Review El Sonido de La Carretera Central
There’s something inherently romantic about the open road that has for a long time made it a favourite point of reference for musicians and filmmakers. The wandering beat poets, the young Bob Dylan, visionary acid casualties like Jimi Hendrix and Dennis Hopper, the surrealist cinema of David Lynch: titans of modern culture whose artistic output is loaded with stylised imagery of the ‘highway’, the last bastion of freedom and independence, the notions of escapism, the traveller, the nomad.
From a British point of view, it has to be said that the ‘motorway’ just doesn’t crack it like the ‘highway’. The dreamy idealism of speeding into the desert sunset seems to lose its way somewhat when one transplants the setting to the dull monotony of the British motorway. I should know. I’ve driven along the M3 between Southampton and London about a million times. And I’ve seen Easy Rider. They’re not the same. Put it this way: do you think that if Bob Dylan had been born in Maidstone instead of Minnesota, and his most famous album was ‘The M20 Revisited’ rather than ‘Highway 61 Revisited’, he would have got to where he is today?
Shifting continent now to a new compilation, El Sonido de La Carretera Central , which uses classic ‘highway’ mysticism to give the record that same aura of liberty and youth that is so enshrined in popular culture. The Carretera Central of Peru stretches from the Pacific coasts of Lima into the Andes Mountains and the city of La Oroya. In spite of La Oroya bearing the dubious distinction of being one of the ten most polluted cities on the planet, it is a route that is infinitely more enigmatic than the carretera of my own youth, which bypasses Eastleigh, Basingstoke and Fleet Services.
El Sonido de La Carretera Central (The Sound of The Central Highway) is a collection of twelve Peruvian rock ‘n’ roll cumbias spanning the period 1973–85, a mixture of original and cover, and vigorously arranged and delivered by one of the kings of seventies psychedelic and surf guitar in the country, Teo Laura Amao. At the forefront of the chicha explosion of the late hippy era, Teo Laura epitomises the sound that merged Latin rhythms, themselves often rooted in African tradition, with the US and British rock scenes. The amalgamation of these distinct styles created something that was chaotically colourful, wildly danceable, and deliciously rebellious.

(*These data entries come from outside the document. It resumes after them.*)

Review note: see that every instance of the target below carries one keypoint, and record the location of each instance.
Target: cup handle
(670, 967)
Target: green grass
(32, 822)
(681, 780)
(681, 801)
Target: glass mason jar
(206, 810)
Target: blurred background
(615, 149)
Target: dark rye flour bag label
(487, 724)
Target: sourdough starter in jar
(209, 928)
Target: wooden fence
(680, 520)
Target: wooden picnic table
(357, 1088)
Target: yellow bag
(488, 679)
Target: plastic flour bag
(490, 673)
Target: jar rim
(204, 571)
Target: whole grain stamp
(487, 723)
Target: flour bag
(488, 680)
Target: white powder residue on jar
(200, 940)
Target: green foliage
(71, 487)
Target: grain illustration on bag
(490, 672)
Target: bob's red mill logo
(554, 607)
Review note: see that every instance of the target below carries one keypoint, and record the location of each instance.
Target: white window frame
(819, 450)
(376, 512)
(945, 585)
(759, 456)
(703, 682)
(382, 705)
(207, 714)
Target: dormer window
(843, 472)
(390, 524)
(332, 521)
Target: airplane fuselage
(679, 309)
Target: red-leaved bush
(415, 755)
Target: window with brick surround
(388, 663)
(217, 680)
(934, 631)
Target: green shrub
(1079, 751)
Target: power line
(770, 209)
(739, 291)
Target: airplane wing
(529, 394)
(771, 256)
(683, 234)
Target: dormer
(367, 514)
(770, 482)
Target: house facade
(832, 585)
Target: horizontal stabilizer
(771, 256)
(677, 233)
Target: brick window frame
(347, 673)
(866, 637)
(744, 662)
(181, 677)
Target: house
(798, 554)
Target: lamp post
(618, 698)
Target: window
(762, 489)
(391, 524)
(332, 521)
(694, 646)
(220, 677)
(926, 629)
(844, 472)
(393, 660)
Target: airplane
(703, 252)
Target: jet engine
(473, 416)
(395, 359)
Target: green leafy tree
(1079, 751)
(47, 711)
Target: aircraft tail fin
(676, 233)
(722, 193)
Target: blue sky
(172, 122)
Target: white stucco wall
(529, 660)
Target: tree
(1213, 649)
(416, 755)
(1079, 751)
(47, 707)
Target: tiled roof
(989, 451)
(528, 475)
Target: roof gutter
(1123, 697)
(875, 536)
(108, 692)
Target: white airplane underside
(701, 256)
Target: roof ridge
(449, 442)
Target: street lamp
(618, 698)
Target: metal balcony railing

In a mightily impressive demonstration of the tentacle-like influence of one man’s guitar playing, the record features the likes of Los Sanders, Costa Azul, Los Blue Kings and Los Jharis, all of which were in one way or another connected to Teo Laura. Things kick off with Los Blue Kings’ ‘El Rey Loco’ which firmly cocks the chicha trigger with the twanging lead guitar and raw production that are such distinguishing features of the genre. Throughout the record electric guitar and organ vie to lead the way, by turn writhing and contorting their way over a skittering percussion section. Spookily trippy Hammond gives way to full on funk wah-wah and the sound is one that veers from US-style soul, such as in ‘Si Ya Te Vas’ from Los Sanders, to tropical Latin trippiness in Conjunto Luz Roja’s ‘El Borrachito Peruano’, while making space to take off on several grooves in between.
The Beatles’ ‘With Love from Me to You’ gets a reworking in ‘El Sha La La’ from Cielo Gris before the song descends into a typically swirling affirmation of aching love. Affairs of the heart provide source material for the majority of the songs here, and a key characteristic of the sound is the strikingly mournful and heartfelt vocals that bring an emotive edge to the far-out musical revelry. The nod to The Beatles and some English vocals in other places reemphasises the influence of foreign-born, big league rock ‘n’ roll and suggests an eagerness to infuse the chicha sound with a wider appeal.
Yet overall there is an undisputably South American identity to what’s going on here. Los Sanders are the main players on the record, contributing seven of the dozen tunes, and their ‘Recuerdos’ and ‘Hoy Te Toca Sufrir’ swelter with tropical humidity. Strip away the guitar and organ of Los Jharis’ ‘Los Hombres También Lloran’ and replace them with some panpipes, and there are the unmistakable melodies of Andean folk music. It gives clear signs of the evolution of local musical styles that merged with globally dominant external elements as Peruvian musicians sought to reenergise their sound without losing sight of their own traditions. It didn’t just work well, it launched Peruvian music through the stratosphere and created a national sound of thrilling decadence and captivating passion.
Having said all that, it is not the open road that is most evoked by El Sonido de La Carretera Central, which seethes with a more urban energy. This is the spirit of the Lima barrio, the fired-up collision of densely-packed humanity and the organic roots of Peruvian culture, and the musical tempest that was created within the working class neighbourhoods from which these bands emerged. A great record that encapsulates the sensational verve of one of South American music’s most striking sub-genres, this is highly recommended.